In politics to be effective, one has to make sure one’s rivals are always two or three steps behind you. To perpetually play catch-up is to perennially be on the losing side. From the moment the political momentum against President Gloria Macapagal-Arroyo was broken, when former President Fidel V. Ramos publicly gave her his (at the time conditional) support, the Philippine president has nimbly stayed a step or two ahead of her critics in the power game.

The message that all the Philippine president’s moves are calculated to underline is: resistance is futile. Whether by design or accident, events have conspired to validate that message. Even the president’s critics, I’ve observed, find themselves expressing a kind of shell-shocked awe. And really, there’s a kind of malignant magnificence to it all.

Take the political landscape as it now stands. President Arroyo and her allies have boiled down their solutions to the country’s many problems to three words: parliamentary, unicameral, and federal, though the last (federalism) is as vaguely expressed as can be. What they are fully intent on achieving by next year are the first two: a single-chamber Parliament.

There are many objections from many quarters to this political magic bullets. Among the most compelling, to my mind, are the following: that it is pointless to debate over forms of government when the same people who have run the country into the ground will be manning it; that at the threshold of extending the right to vote to millions of Filipinos working abroad, that right will now be taken away; that for a nation long cursed with officials who respect no limits on that power whether imposed by law or precedent; or that a country dangerously polarized along class lines since 2001 cannot afford such a naked display of oligarchic attempts at self-preservation: the dawning of a new era of one party rule leaves little incentive for participation in the democratic process.

But these objections have been brushed aside on the calculated belief that if the Philippine government refuses to admit such views represent reasonable misgivings, it will underscore that resistance is, indeed, futile. Instead, a combination of the McCarthy-Rove playbook can demonize all opposition. Call everyone a communist and if that doesn’t work, say that they are what they say the administration is: in other words, those concerned about oligarchy are themselves the lackeys of oligarchs, and those worried about the extinction of democracy are undemocratic people. And overall, pretend the economy’s coming up roses.
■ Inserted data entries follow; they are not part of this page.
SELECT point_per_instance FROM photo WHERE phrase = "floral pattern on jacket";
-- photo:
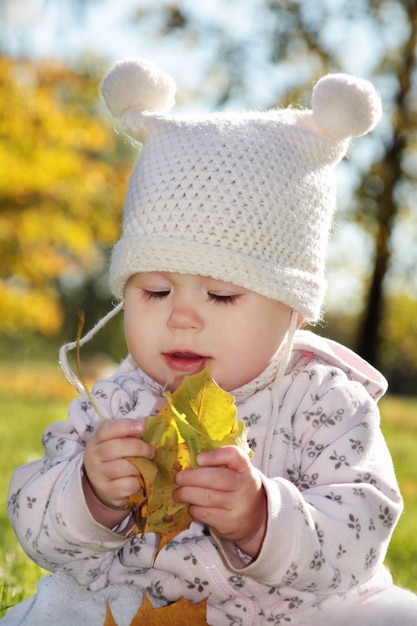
(333, 499)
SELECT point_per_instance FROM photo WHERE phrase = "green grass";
(24, 416)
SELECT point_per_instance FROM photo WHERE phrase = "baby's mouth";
(185, 361)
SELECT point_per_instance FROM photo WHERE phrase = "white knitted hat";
(245, 198)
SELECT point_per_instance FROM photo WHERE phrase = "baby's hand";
(227, 493)
(110, 477)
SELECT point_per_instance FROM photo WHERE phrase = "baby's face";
(176, 324)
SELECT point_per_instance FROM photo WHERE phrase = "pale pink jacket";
(333, 499)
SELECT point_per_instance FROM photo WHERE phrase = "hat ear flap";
(134, 87)
(345, 106)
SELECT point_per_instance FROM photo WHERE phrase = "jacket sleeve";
(332, 513)
(46, 504)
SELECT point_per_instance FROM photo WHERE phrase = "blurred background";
(64, 164)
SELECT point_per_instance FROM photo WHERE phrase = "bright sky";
(47, 28)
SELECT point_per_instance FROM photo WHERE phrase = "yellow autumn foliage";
(62, 183)
(198, 416)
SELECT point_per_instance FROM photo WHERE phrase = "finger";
(219, 478)
(110, 450)
(231, 457)
(202, 497)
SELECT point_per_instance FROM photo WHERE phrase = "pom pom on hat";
(138, 85)
(345, 106)
(245, 198)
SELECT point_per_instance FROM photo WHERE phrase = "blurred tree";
(62, 181)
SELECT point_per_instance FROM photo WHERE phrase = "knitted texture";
(245, 198)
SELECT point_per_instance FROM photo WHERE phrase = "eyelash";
(212, 297)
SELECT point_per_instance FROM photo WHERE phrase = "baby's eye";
(224, 298)
(155, 295)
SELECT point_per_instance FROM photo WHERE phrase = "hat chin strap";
(284, 354)
(63, 351)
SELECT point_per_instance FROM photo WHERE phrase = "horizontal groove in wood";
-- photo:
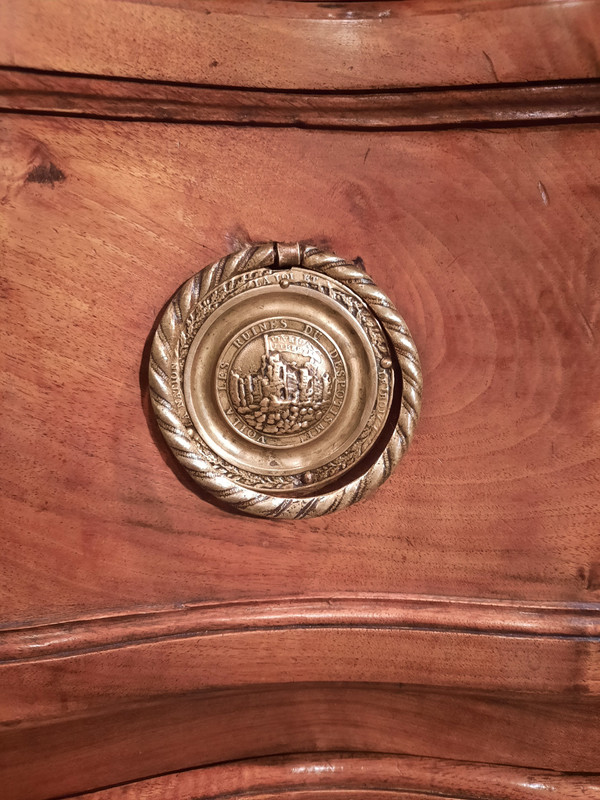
(327, 774)
(306, 45)
(508, 618)
(38, 93)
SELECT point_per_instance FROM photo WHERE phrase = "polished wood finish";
(127, 100)
(453, 617)
(362, 778)
(495, 271)
(125, 742)
(286, 45)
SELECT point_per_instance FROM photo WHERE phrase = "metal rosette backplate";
(284, 381)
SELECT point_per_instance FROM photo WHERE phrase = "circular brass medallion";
(272, 379)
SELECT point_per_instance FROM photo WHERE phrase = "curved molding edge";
(365, 776)
(388, 611)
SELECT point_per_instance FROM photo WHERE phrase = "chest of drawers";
(439, 638)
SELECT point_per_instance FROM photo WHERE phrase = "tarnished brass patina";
(284, 381)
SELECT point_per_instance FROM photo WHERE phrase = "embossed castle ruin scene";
(288, 392)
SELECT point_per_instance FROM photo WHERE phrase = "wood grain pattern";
(306, 45)
(72, 96)
(447, 614)
(73, 753)
(487, 242)
(371, 778)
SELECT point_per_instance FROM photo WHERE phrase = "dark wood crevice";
(134, 100)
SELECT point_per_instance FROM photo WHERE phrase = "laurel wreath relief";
(169, 349)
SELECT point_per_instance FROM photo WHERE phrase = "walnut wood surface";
(144, 628)
(73, 96)
(73, 753)
(307, 45)
(309, 777)
(486, 241)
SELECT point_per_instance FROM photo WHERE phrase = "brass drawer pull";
(284, 381)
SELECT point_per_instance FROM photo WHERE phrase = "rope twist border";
(175, 425)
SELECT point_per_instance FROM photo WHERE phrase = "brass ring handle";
(285, 381)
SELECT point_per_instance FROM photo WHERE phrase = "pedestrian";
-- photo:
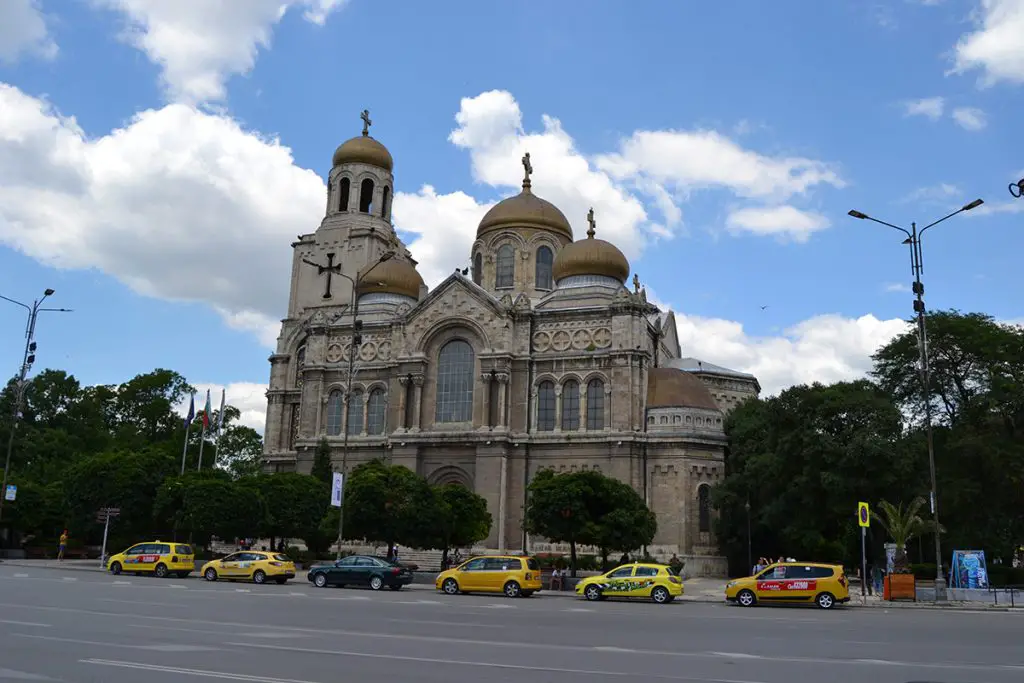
(62, 546)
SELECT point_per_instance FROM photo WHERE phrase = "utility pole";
(28, 358)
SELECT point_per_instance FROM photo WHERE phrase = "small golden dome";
(391, 276)
(591, 257)
(364, 150)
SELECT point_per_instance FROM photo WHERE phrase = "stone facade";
(486, 379)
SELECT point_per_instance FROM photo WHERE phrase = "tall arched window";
(355, 413)
(478, 268)
(344, 188)
(367, 196)
(542, 272)
(704, 508)
(334, 413)
(570, 406)
(595, 404)
(506, 266)
(456, 371)
(375, 412)
(546, 407)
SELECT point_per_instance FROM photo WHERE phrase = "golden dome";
(391, 276)
(364, 150)
(591, 257)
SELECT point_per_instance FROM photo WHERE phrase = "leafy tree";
(322, 469)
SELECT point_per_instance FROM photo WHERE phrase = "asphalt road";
(82, 627)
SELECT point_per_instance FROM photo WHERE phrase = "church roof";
(670, 387)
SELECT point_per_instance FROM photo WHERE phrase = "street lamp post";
(28, 358)
(913, 237)
(353, 348)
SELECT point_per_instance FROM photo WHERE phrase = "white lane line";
(190, 672)
(7, 621)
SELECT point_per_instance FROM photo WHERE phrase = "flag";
(206, 411)
(192, 411)
(220, 416)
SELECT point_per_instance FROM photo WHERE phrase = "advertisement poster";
(969, 569)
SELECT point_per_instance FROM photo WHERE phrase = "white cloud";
(199, 44)
(780, 220)
(970, 118)
(927, 107)
(996, 46)
(23, 31)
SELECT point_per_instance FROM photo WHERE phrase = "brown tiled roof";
(669, 387)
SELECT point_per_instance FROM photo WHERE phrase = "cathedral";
(544, 354)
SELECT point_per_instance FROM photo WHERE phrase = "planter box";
(901, 587)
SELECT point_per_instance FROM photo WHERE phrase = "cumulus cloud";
(995, 47)
(970, 118)
(199, 44)
(783, 221)
(927, 107)
(23, 31)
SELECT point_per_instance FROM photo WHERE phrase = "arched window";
(455, 382)
(546, 407)
(355, 413)
(595, 404)
(344, 188)
(542, 272)
(704, 508)
(506, 266)
(375, 412)
(367, 196)
(334, 413)
(478, 268)
(570, 406)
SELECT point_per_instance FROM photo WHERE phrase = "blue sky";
(157, 159)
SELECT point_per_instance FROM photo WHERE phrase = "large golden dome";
(364, 150)
(391, 276)
(591, 257)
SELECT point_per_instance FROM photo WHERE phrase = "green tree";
(322, 469)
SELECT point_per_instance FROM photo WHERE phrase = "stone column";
(417, 401)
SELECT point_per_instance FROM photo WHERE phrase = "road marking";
(190, 672)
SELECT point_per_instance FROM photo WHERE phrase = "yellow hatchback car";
(512, 574)
(159, 558)
(801, 583)
(639, 580)
(251, 565)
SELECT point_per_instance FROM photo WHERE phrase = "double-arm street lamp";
(913, 237)
(28, 358)
(335, 269)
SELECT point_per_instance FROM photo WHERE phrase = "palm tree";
(902, 525)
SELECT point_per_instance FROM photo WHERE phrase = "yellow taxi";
(638, 580)
(512, 574)
(807, 583)
(160, 558)
(257, 566)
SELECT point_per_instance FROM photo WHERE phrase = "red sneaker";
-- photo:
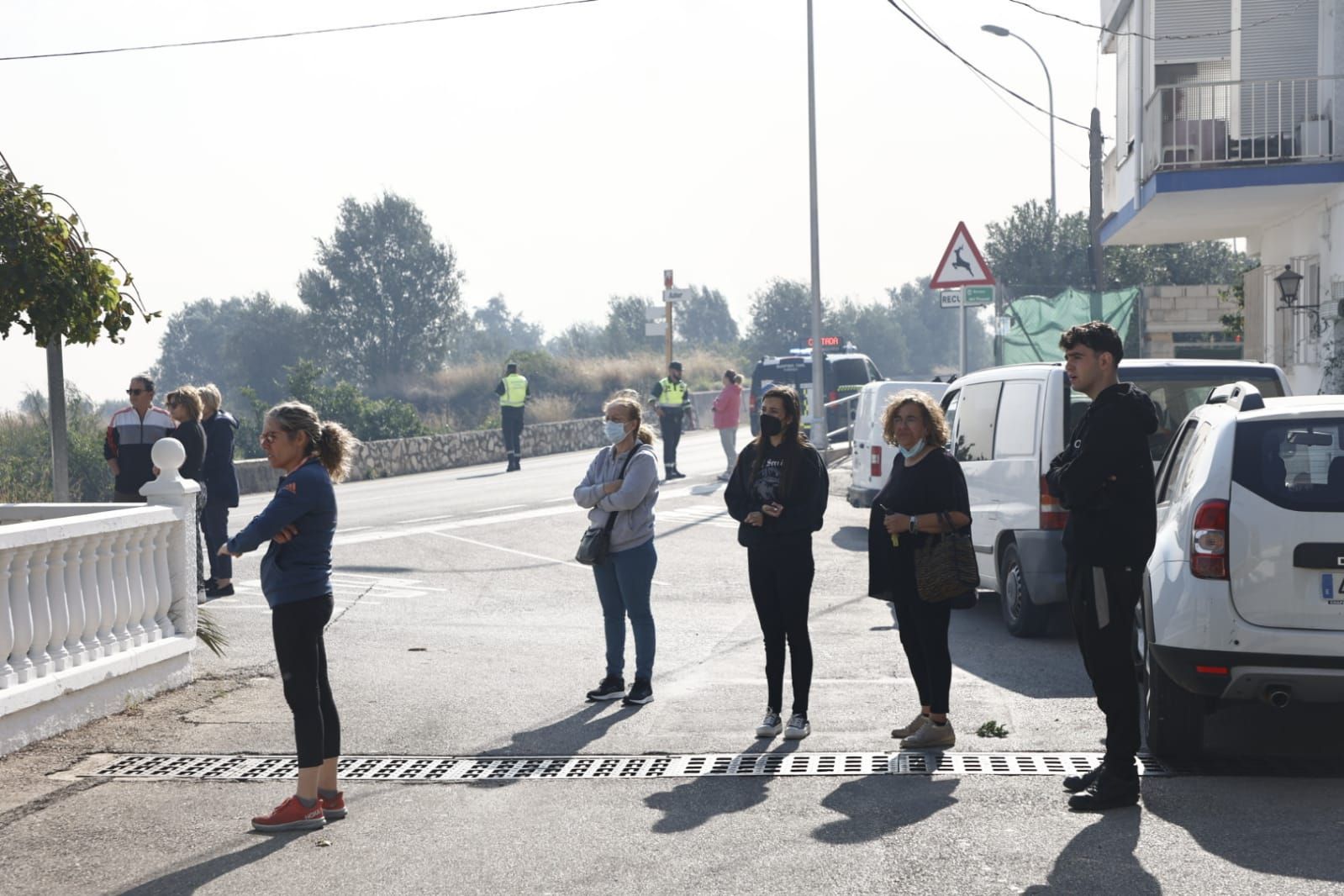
(334, 809)
(291, 815)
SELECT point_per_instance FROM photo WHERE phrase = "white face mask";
(910, 451)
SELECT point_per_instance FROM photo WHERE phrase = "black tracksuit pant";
(1108, 653)
(781, 588)
(511, 421)
(671, 426)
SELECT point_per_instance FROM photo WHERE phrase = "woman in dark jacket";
(221, 489)
(925, 481)
(778, 494)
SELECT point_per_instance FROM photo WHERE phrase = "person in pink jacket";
(727, 408)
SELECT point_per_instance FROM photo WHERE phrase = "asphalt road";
(466, 629)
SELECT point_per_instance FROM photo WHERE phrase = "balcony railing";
(1242, 123)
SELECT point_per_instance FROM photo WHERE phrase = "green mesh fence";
(1038, 321)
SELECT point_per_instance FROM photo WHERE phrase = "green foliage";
(368, 419)
(26, 451)
(53, 282)
(625, 319)
(235, 343)
(1034, 254)
(385, 296)
(493, 334)
(781, 319)
(704, 320)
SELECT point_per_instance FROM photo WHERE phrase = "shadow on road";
(699, 799)
(190, 878)
(1102, 857)
(878, 805)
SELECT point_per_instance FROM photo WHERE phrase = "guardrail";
(1236, 123)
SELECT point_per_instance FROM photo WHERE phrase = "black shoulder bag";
(597, 540)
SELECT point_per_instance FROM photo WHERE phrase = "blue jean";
(214, 523)
(623, 586)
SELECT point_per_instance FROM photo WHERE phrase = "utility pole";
(819, 356)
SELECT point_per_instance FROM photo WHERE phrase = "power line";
(294, 34)
(995, 93)
(1281, 13)
(978, 70)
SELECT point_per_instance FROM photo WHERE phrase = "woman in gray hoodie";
(624, 480)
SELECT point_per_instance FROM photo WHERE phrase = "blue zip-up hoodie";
(300, 568)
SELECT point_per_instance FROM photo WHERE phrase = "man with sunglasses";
(130, 435)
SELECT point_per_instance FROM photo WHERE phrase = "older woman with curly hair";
(925, 481)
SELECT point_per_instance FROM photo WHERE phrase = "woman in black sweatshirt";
(778, 494)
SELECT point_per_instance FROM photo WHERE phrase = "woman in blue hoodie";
(300, 523)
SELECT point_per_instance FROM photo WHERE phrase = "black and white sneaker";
(641, 692)
(608, 689)
(771, 725)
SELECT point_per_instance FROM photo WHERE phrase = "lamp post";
(1050, 87)
(819, 359)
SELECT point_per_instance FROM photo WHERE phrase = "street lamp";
(1050, 87)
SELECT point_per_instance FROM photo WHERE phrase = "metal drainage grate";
(475, 768)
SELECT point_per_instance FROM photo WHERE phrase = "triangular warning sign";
(962, 265)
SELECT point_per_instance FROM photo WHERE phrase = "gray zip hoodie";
(632, 503)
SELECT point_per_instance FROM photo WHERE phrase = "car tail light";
(1209, 541)
(1052, 514)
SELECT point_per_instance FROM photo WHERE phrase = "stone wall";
(429, 453)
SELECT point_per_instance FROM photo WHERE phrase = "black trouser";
(781, 588)
(1108, 655)
(671, 426)
(511, 421)
(298, 629)
(924, 635)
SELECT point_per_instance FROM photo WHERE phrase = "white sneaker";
(798, 729)
(915, 725)
(930, 736)
(771, 725)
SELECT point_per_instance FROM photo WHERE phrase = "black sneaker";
(608, 689)
(640, 693)
(1106, 793)
(1077, 783)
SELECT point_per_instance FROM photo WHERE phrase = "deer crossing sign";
(962, 264)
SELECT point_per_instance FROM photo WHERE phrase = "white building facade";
(1227, 125)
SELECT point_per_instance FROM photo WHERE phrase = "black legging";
(298, 629)
(924, 635)
(781, 588)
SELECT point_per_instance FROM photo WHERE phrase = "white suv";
(1243, 597)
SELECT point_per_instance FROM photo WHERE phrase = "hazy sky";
(565, 153)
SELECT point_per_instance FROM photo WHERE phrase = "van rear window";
(1296, 464)
(1176, 393)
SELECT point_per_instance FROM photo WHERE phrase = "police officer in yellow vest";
(671, 398)
(513, 391)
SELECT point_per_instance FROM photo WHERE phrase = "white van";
(1007, 424)
(868, 451)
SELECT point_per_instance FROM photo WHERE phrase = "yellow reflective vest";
(515, 391)
(672, 394)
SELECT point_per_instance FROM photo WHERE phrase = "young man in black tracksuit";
(1105, 480)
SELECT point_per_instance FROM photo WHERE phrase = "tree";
(235, 343)
(704, 320)
(386, 296)
(781, 319)
(625, 319)
(58, 289)
(493, 334)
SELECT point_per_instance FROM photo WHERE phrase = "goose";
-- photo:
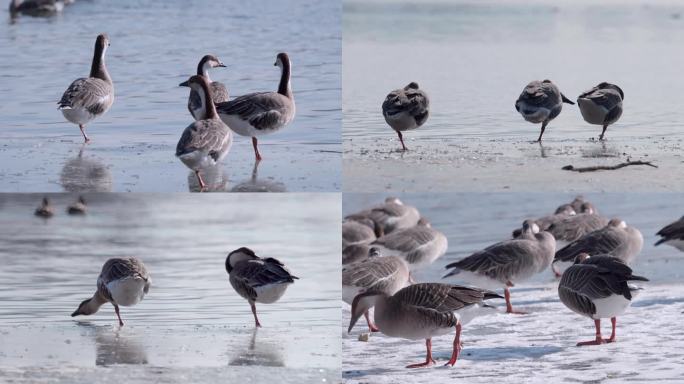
(261, 113)
(205, 142)
(541, 102)
(405, 109)
(123, 281)
(219, 92)
(672, 234)
(598, 287)
(36, 7)
(601, 105)
(420, 246)
(421, 311)
(79, 207)
(507, 263)
(615, 239)
(386, 274)
(88, 98)
(257, 280)
(390, 216)
(45, 209)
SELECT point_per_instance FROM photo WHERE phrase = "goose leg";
(116, 309)
(598, 340)
(256, 319)
(457, 346)
(371, 326)
(428, 357)
(509, 306)
(256, 150)
(85, 137)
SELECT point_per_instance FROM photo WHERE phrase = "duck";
(219, 92)
(205, 142)
(541, 102)
(598, 287)
(421, 311)
(122, 282)
(616, 239)
(507, 263)
(261, 113)
(406, 109)
(257, 280)
(601, 105)
(91, 97)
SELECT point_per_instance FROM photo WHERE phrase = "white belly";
(127, 292)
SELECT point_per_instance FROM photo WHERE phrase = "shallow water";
(474, 59)
(155, 45)
(191, 318)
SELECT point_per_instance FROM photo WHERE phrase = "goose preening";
(45, 209)
(405, 109)
(79, 207)
(390, 216)
(261, 113)
(386, 274)
(35, 7)
(507, 263)
(123, 281)
(419, 246)
(601, 105)
(616, 239)
(257, 280)
(421, 311)
(88, 98)
(206, 141)
(598, 287)
(673, 234)
(541, 102)
(219, 92)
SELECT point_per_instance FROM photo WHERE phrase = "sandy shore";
(481, 164)
(535, 348)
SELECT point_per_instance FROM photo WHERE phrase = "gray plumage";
(541, 102)
(601, 105)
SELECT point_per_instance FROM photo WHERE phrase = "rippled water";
(474, 59)
(191, 317)
(473, 221)
(155, 45)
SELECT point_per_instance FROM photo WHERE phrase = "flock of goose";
(384, 244)
(206, 141)
(408, 108)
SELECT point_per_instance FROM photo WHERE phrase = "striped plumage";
(421, 311)
(598, 287)
(88, 98)
(541, 102)
(257, 280)
(261, 113)
(205, 142)
(601, 105)
(219, 92)
(406, 109)
(123, 281)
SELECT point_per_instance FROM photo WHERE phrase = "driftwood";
(607, 167)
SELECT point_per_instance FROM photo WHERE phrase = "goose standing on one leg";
(541, 102)
(601, 105)
(261, 113)
(598, 287)
(421, 311)
(207, 141)
(257, 280)
(405, 109)
(219, 92)
(88, 98)
(122, 282)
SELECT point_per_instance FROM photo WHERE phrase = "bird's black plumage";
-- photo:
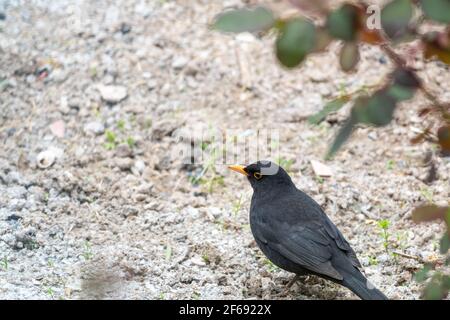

Meanwhile: there are reports in the Philippine media (and not emanating from the hysterically-inclined, mind you) that enormous pressures are being applied on the Supreme Court to rule in the government’s favor. The case in question? Whether a government-sponsored and funded effort to petition for a referendum to approve the change in form of government will prosper. In case it doesn’t, the House of Representatives is poised to force a constitutional crisis, by insisting it alone can directly propose a referendum, without the concurrence of the Philippine Senate.

And because the Philippine Constitution requires that whether by direct petition or congressional mandate, any constitutional changes require approval in a plebiscite, all obstacles to a result favorable to the government are being eliminated. In Makati City, financial capital of the country, the mayor, his vice-mayor, and the city council have just been suspended. It’s no coincidence that the suspended officials are all famously oppositionist and disliked by President Arroyo. The last time an entire city government was removed from office in this manner was in 1986 — when the country had proclaimed a revolutionary government.

The formerly politically-influential Roman Catholic hierarchy, after dithering and thus, providing Ms. Arroyo political breathing room last year, find themselves studiously ignored by her government, which doesn’t appreciate their publicly-stated misgivings about constitutional amendments. They requested that the country’s election authority be revamped; the administration replied they can’t do that. And to questions from the press — itself under assault as Ms. Arroyo’s husband goes about filing libel suits with record-breaking abandon — as to whether it’s a little too convenient that congress has just voted to substantially increase the patronage funds of its members, the president’s Cabinet replied, “it’s pure coincidence.” Coincidence, too, is that the national budget also has substantially increased funding for election-friendly (and by extension, plebiscite-helpful) feeding programs.

There is no such thing as a coincidence in the formulation of a national budget, its approval, or how it will be used, of course. Just as the decision to suspend one of the few opposition mayors of political consequence is no coincidence. Makati City, which the suspended mayor, Jejomar Binay has ruled with a Tammany Hall-like grip on patronage, was the only place protesters against the government found a friendly welcome last year. It is where an effort to protest a possible Supreme Court decision friendly to Ms. Arroyo’s efforts would have centered; and it would have continued to serve as a focus for the campaign to defeat her administration in a plebiscite.

Now that Binay’s city government’s been sacked, and a functionary of the Department of the Interior put in his place, it can well and truly be said by Ms. Arroyo’s forces: resistance is futile. The only problem is, when an entire country is opposed to those ruling it — as the surveys solidly show — resistance can only be postponed. So who is really two or three steps ahead? Ms. Arroyo may be confusing a series of victories over her opponents with victory in a larger struggle: that of a country that tolerates, her, for now, having to rethink its options come the expiration of her formal term in 2010 — and what it will do when it sees she’s still in office past that point, which she will.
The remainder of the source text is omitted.